Both problems don't seem difficult, but neither works right now.

Our paradigms for building software are mostly based around mammoth, single deterministic architectures. Our current technologies are intricate, overly-complex and are easy to mis-use. We've yet to find an abstraction that makes distributed computing trivial.

And as long as it is non-trivial, it will always contain a significant number of bugs, and be difficult to trust. This problem will only increase as the hardware becomes more and more distributed.

Our models of software development are still based on big-design-upfront projects (even if we do release them more often in less completed versions), and thus we have no idea how to release a multitude of small, ever-changing pieces without accruing so much technical debt that the system is mostly unusable.

Common approaches towards backward compatibility and version upgrades are very dependent on significant human effort and thus are costly and frequently prone to failure.

If machines get more distributed, in smaller parts, that also means the upgrade problems that we are having trouble with now, are going to get exponentially worse in the future. More pieces, means more dependency failures.

The hardware will quickly become an interoperability nightmare, a sea of strange undesirable errors and odd behaviors. It is bad now, and it will get even uglier.

If not, it will only be because we'll just stop upgrading the code, and many of the new advances in hardware will get lost for generations. Either way it will be software problems holding us back.

So it seems that the future is going to provide us with more ubiquitous computing, where machines are getting smaller, more specialized, less feature-based and more embedded into their environment.
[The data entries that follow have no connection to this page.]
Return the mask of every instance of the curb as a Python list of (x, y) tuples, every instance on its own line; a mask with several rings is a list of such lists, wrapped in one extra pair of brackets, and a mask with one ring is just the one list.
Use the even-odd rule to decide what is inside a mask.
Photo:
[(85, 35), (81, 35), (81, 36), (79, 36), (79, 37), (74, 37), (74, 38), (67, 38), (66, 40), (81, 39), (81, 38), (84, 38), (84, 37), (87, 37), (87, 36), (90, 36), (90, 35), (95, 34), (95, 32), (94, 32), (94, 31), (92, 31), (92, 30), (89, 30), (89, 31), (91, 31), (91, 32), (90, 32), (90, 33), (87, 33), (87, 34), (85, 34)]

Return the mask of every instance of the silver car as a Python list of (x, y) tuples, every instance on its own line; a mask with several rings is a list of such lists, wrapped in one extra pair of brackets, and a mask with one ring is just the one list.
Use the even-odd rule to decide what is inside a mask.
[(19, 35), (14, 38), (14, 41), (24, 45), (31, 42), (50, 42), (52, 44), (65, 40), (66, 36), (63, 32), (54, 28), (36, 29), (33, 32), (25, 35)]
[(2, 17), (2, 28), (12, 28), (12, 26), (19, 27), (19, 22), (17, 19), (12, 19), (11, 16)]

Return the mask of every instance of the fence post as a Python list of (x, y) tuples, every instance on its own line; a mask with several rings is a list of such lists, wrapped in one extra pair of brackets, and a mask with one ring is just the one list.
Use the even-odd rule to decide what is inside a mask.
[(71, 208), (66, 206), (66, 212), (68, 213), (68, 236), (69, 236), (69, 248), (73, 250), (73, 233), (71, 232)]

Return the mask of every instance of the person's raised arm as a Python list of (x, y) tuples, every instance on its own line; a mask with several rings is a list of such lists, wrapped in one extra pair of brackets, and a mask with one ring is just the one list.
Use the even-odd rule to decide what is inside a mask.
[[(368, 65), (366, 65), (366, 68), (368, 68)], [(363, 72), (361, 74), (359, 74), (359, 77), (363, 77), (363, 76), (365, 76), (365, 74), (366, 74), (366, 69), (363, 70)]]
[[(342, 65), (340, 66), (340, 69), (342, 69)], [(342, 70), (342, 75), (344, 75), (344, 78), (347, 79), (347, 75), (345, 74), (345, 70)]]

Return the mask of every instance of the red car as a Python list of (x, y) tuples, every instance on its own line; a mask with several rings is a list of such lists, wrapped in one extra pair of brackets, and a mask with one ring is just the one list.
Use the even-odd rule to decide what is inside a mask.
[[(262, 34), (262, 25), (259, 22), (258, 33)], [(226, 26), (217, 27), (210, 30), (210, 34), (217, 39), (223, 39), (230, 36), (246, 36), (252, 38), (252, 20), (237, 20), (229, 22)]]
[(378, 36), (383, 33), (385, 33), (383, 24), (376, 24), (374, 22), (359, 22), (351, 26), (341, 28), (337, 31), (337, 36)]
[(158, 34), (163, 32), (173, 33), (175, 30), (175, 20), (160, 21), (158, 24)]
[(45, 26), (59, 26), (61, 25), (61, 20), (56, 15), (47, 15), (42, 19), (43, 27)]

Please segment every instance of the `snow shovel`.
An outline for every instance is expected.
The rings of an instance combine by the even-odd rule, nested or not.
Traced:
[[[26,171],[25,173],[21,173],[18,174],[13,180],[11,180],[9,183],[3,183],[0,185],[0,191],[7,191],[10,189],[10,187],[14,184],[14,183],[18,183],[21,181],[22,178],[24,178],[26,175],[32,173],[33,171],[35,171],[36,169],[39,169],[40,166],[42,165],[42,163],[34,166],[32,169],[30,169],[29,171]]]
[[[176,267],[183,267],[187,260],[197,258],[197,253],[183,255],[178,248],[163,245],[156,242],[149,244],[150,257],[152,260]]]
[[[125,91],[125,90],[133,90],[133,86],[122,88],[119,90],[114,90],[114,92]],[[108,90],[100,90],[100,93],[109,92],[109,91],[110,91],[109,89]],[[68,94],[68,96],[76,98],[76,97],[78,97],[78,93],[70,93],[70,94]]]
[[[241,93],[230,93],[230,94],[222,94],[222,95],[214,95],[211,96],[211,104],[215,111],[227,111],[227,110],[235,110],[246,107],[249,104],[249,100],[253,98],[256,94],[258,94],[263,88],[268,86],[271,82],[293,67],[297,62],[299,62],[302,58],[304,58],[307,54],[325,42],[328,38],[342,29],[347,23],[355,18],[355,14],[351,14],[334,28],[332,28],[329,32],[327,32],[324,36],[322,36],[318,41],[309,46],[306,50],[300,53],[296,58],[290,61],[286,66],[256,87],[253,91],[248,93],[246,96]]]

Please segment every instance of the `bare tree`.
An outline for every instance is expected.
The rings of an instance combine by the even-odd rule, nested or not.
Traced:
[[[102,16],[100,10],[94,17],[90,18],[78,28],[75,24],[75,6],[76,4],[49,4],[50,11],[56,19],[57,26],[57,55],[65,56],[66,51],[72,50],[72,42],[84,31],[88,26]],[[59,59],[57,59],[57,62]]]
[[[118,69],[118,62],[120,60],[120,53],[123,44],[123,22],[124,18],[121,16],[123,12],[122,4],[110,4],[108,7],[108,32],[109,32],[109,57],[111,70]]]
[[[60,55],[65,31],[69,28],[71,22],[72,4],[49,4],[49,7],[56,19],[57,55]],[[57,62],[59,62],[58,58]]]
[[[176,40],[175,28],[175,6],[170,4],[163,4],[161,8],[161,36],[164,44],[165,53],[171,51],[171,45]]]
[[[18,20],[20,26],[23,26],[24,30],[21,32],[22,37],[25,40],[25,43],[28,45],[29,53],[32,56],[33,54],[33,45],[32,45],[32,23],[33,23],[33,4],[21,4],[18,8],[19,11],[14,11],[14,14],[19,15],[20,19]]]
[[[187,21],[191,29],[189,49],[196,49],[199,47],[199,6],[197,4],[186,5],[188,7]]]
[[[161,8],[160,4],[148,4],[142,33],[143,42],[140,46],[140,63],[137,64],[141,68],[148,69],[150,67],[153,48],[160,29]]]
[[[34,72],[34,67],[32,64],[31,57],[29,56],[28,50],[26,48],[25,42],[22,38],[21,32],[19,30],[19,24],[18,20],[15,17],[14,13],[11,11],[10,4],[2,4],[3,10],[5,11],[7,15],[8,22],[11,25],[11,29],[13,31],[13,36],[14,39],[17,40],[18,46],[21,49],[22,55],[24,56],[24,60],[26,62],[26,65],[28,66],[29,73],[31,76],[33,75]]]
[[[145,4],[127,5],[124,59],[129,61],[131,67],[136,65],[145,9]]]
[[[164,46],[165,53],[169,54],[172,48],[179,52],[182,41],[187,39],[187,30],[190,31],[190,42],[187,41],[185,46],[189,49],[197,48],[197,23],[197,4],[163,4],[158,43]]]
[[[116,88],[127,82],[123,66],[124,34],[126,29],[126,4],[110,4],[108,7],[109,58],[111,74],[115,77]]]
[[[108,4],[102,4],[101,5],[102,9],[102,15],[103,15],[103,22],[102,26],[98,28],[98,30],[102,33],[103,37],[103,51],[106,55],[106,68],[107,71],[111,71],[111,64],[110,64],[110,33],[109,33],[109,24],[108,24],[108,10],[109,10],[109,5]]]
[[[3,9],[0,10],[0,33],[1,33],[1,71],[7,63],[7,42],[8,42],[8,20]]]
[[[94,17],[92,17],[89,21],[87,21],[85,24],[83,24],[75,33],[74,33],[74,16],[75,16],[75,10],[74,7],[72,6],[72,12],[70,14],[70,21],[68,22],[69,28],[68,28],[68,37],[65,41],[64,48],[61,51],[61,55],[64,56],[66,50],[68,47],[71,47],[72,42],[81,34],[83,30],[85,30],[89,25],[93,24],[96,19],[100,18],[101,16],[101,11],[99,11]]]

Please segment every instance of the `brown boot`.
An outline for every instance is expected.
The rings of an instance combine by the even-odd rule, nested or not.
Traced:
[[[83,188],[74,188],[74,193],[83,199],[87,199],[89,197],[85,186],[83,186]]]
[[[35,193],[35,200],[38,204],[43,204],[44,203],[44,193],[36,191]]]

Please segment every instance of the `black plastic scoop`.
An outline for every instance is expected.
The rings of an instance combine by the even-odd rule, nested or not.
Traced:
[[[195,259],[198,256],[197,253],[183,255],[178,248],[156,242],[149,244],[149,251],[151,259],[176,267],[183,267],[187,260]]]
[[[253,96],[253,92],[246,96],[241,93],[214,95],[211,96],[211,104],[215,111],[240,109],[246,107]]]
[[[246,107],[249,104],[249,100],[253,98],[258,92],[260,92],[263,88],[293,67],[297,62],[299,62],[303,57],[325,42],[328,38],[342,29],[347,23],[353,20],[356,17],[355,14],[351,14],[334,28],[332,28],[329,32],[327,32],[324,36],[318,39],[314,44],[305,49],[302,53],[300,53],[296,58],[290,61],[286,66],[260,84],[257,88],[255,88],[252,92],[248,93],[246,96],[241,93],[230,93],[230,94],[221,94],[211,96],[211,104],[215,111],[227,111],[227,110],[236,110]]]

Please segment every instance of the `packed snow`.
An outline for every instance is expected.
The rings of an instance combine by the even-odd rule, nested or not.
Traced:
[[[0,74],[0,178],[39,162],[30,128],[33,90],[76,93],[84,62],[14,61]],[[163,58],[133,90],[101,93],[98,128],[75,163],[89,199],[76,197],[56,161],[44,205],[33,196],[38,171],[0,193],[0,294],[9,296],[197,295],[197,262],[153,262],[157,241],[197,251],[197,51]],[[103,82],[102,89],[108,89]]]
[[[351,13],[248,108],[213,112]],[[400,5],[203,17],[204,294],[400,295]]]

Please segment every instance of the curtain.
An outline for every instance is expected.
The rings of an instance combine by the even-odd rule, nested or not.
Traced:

Once software breaks free of it's current dark age, we'll be quietly surrounded by a vast array of different machines all interacting with each other, in other to help us managed our lives and our world. 

I can imagine someday just grabbing a 'pad' someplace, and telling it to give me the grocery shopping list, which will just pop-up at a little printer by the doorway as I leave. The items will all be cross-referenced against the fridge contents and cabinets, and me and my wife will both have our 'favorites' represented. Our food budget will have been consulted, as well as our schedules. Mostly the heavy bulk stuff will already be delivered by the weekly run, but because I'm more traditional, I'll still prefer to visit the store and pick out the fresh fruit and veggies. This week "fresh carrots and broccoli" from the little farmer's market, down the street. Nice.